To prevent any one person or entity from amassing too much power, Bitcoin was programmed so that guessing the randomly generated number becomes more difficult as more computing power joins the network.

In the network’s early days, college students mined Bitcoin from dorm rooms on their laptops. Today, massive, industrial-grade facilities running specialised hardware do the job, consuming so much energy in the process that they have drawn scrutiny from politicians in Europe and the US.

Assuming the price of Bitcoin is unchanged at the time of halving, miners’ rewards will be cut in half and, in turn, so will their revenue.

Many who didn’t upgrade their equipment or relocate to places with lower energy costs could quickly find themselves underwater.

“The [profit] margin is going to be so squeezed,” Wolfie Zhao, a partner at BlocksBridge Consulting, told DL News. “It’s going to [cause] an existential crisis for a lot of the inefficient mining operations.”

That fear has created an arms race among miners, he said. BlocksBridge analysed filings from a dozen publicly listed mining firms and found they had committed a whopping $1.2 billion to upgrades in 2023.

“More than half of that happened since late September,” he said.

Still, Basit says he hasn’t seen evidence of an arms race.

Companies that build hardware for Bitcoin mining recently announced their latest generation, which is expected to ship sometime next year, Basit said. With advanced hardware, miners in places with cheap electricity will be able to mine Bitcoin at much lower prices.

“Even after the halving, you’d have no problem,” Basit said. “We do believe that the availability of … higher efficiency machines will become better over time. So I don’t think there should be a rush to buy a ton of it right now, because I think there’s going to be opportunities for that in the months to come.”

He also acknowledges that this year will be sink-or-swim for many mining companies.

Exactly how the halving plays out for many miners will also depend on the price of Bitcoin when the halving arrives.

“If it stays at the current level, say $42,000, or in this range, then at the halving, a significant number of the mining operations or mining rigs that people have within their mining operations, become unprofitable and would be turned off, because they’re costing more money to operate than they’re generating in Bitcoin revenue,” he said.

“The other scenario is if the Bitcoin price is higher, say above $50,000 or more, then I don’t think a substantial number of rigs will get turned off, because then they will still be able to squeak out some profitability.”

Prices have risen recently, partly in anticipation of a spot bitcoin ETF approval in the US. Whether the expected ETF approval or the halving will lead to further gains remains unclear.

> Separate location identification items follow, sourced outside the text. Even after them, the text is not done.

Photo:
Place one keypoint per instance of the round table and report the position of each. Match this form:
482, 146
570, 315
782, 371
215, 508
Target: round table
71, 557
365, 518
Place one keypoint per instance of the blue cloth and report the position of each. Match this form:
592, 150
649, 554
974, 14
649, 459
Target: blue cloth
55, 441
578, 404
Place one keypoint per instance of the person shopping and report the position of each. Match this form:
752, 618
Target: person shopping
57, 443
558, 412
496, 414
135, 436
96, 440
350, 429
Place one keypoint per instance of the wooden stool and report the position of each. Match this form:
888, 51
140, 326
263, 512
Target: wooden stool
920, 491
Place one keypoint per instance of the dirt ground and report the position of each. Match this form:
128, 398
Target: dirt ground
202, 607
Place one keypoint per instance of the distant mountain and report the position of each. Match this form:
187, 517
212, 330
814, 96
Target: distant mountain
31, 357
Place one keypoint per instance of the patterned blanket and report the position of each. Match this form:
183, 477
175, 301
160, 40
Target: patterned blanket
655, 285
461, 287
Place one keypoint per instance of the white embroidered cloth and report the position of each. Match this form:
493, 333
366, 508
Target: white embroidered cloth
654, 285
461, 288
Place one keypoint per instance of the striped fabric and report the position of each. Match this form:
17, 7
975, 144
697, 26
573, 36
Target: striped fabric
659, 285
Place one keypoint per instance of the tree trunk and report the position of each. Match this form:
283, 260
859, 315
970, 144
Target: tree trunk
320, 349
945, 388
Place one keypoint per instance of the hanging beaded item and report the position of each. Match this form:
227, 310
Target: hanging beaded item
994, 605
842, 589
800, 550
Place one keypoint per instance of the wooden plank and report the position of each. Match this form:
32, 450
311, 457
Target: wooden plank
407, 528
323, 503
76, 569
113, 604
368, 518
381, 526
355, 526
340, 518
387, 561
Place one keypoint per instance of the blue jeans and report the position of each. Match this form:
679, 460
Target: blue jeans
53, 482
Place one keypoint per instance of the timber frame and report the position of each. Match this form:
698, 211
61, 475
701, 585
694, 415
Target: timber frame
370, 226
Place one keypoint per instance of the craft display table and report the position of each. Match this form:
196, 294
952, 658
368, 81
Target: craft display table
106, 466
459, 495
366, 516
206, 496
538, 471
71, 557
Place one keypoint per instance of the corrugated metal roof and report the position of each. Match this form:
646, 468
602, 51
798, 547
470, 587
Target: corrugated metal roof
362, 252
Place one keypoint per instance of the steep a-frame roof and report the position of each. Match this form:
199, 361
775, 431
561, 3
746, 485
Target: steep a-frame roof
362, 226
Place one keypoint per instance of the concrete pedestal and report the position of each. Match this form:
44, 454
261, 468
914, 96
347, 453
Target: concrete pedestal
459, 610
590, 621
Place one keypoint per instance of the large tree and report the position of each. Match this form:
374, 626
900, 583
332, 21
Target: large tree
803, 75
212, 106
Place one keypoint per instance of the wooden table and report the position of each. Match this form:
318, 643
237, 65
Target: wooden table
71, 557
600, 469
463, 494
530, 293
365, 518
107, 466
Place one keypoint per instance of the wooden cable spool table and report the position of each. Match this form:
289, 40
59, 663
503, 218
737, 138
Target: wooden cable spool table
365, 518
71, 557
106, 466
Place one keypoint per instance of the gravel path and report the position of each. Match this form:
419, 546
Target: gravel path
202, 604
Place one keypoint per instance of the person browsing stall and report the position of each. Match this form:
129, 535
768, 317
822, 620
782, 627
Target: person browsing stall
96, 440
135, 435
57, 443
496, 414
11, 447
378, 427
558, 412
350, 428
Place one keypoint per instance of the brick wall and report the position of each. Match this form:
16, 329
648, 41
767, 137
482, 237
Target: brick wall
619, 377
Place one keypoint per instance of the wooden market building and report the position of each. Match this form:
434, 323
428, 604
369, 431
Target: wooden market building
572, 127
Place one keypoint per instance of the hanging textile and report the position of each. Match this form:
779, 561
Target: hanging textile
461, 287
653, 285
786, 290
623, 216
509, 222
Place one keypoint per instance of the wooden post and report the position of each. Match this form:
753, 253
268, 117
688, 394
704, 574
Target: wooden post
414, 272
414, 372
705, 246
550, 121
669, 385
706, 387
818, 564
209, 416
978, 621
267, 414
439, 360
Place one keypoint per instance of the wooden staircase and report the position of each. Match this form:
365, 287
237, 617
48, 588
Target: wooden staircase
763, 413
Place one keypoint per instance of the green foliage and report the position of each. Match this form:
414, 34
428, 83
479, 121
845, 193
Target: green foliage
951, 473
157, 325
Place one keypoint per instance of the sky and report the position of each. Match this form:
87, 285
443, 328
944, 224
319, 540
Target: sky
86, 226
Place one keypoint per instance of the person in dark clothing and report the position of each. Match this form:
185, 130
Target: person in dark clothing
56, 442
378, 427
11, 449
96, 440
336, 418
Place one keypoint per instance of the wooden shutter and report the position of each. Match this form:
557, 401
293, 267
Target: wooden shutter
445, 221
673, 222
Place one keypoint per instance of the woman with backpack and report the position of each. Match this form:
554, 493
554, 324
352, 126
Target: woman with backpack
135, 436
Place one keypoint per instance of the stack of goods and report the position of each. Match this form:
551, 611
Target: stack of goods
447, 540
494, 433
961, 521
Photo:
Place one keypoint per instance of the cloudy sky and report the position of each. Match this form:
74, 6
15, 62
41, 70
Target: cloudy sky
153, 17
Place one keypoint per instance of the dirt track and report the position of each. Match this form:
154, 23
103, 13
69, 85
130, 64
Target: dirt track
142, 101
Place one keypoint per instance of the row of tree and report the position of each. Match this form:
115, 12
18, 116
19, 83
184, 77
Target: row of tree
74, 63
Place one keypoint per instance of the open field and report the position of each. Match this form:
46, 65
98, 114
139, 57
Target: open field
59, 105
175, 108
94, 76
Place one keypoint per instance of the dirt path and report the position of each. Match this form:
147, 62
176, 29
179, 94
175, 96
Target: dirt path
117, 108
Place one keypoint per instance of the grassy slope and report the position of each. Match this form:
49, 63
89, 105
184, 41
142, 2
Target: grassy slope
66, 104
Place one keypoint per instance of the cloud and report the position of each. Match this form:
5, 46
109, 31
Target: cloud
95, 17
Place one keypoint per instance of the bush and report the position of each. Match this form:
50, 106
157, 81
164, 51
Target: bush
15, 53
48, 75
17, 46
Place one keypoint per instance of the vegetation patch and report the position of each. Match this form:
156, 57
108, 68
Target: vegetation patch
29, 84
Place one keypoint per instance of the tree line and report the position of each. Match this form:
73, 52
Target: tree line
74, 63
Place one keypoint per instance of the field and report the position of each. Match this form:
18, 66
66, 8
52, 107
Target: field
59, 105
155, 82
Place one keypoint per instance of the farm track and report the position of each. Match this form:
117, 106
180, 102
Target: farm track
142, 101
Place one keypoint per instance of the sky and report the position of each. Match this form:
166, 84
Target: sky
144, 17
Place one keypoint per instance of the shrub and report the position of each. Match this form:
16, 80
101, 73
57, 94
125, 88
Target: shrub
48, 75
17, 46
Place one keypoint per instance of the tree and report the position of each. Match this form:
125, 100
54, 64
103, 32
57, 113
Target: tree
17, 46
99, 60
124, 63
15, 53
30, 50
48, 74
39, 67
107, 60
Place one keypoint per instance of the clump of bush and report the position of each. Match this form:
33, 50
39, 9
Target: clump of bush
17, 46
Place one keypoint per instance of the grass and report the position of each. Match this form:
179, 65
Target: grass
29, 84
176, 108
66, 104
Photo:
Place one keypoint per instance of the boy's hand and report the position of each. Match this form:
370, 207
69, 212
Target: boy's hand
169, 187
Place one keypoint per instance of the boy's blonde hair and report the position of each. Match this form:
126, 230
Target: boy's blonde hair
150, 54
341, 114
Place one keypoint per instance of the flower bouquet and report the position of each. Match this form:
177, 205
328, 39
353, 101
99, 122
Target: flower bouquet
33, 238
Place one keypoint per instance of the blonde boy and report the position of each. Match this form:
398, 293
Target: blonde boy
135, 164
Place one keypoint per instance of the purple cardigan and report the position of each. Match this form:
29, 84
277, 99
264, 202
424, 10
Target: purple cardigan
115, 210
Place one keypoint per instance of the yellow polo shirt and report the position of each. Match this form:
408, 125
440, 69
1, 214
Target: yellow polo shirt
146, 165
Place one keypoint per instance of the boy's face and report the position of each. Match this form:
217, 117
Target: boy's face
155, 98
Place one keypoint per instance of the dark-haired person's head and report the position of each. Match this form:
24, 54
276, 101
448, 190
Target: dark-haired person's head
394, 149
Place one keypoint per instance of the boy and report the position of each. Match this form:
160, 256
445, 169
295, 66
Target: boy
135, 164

“There’s definitely a restriction in supply. That’s normally going to cause some kind of price movement as long as the demand is stable or goes up,” Basit said.

Zhao said things have changed since the last halving.

Miners “only mine like 900 per day,” he said. “So the supply is already very limited. It’s not like four or five years ago.” Prior to the previous halving, in 2020, about 1,800 Bitcoin were mined daily.

Regardless, the culling of miners will make it easier for those that remain. Still, they’ll still need to hang tight before they enjoy the fruits of their labour.

“Mining becomes a little more profitable for the remaining rigs,” Basit said. “Over the longer term, you know, it balances out but it takes a while, because ordering and delivery of rigs takes time and a fair amount of capital. And you have to be able to wait at least two years to get a return on that capital before you’re actually profiting from the investment that you made.”